The Battle of the Somme saw a number of ‘firsts’. It was the biggest offensive of that year (surpassing even the Battle of Verdun which since February of that year had locked French and German troops in an attempt to bleed the opponent dry). It was the first larger offensive to involve Kitchener’s new army of volunteers, and tanks were used in battle for the first time. The Somme needs to be understood in the context of the other big battle of 1916: Verdun. It was because of Verdun, which demanded huge numbers of French troops being deployed away from the planned Somme offensive, that for the first time the British army found itself having to take the brunt in a major offensive on the Western Front. Instead of the Allies’ planned coordinated decisive battle in which France would have taken the lead, the Battle of the Somme became instead a British battle with French support.
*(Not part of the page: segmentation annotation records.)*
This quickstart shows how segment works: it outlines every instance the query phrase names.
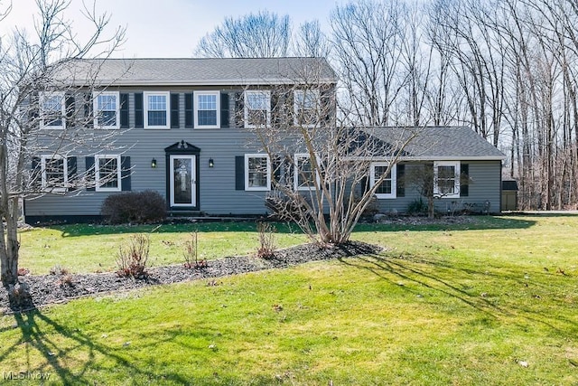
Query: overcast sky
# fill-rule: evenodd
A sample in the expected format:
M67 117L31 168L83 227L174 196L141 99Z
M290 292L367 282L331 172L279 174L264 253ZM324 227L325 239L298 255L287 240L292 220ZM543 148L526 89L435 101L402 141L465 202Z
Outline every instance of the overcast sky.
M85 0L92 4L91 0ZM9 0L0 0L5 8ZM0 22L5 36L14 26L32 31L34 0L12 0L13 10ZM126 42L114 56L124 58L191 57L199 40L226 16L240 16L260 10L289 14L294 26L319 19L326 25L335 0L97 0L98 13L111 15L110 30L126 27ZM82 0L71 0L68 18L82 35Z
The two big battles of 1916, Verdun and Somme, resulted in combined casualties of around 1.5 million. It is well-known that the first day of the Battle was the bloodiest in British military history, with 19,240 dead and 35,493 injured – total casualties (including the dead, injured, prisoners of war and those missing) amounted to 57,470. No matter how often one reads these statistics, they remain staggeringly and inconceivably high. When fighting ended in November 1916, the BEF had gained an area of approximately 10 kilometres along a stretch of 35 kilometres at a cost of 419,654 casualties. The French suffered roughly half those casualties and won twice the territory – still arguably a devastatingly small gain for an indefensible number of losses.

But what of the Germans? In British accounts of the Somme, they are sometimes curiously absent. Yet they, too, suffered some 465,000 casualties – more, in fact, than the British Army (some estimate these to be higher still, approximately 600,000, as much as the combined total losses for the Allies). But in the German national memory of the war, other battles are more prominent and have had more of an influence on the national psyche. Verdun, in which French and German troops fought a long and embittered campaign, for example, is the emotive German equivalent for Britain’s Somme, regarded as the ‘blood-mill’ in which German soldiers were senselessly sacrificed while failing to achieve Erich von Falkenhayn’s plan to ‘bleed the French army dry’. The Somme, in contrast, features less prominently among the battles of the First World War which left an indelible memory among Germans.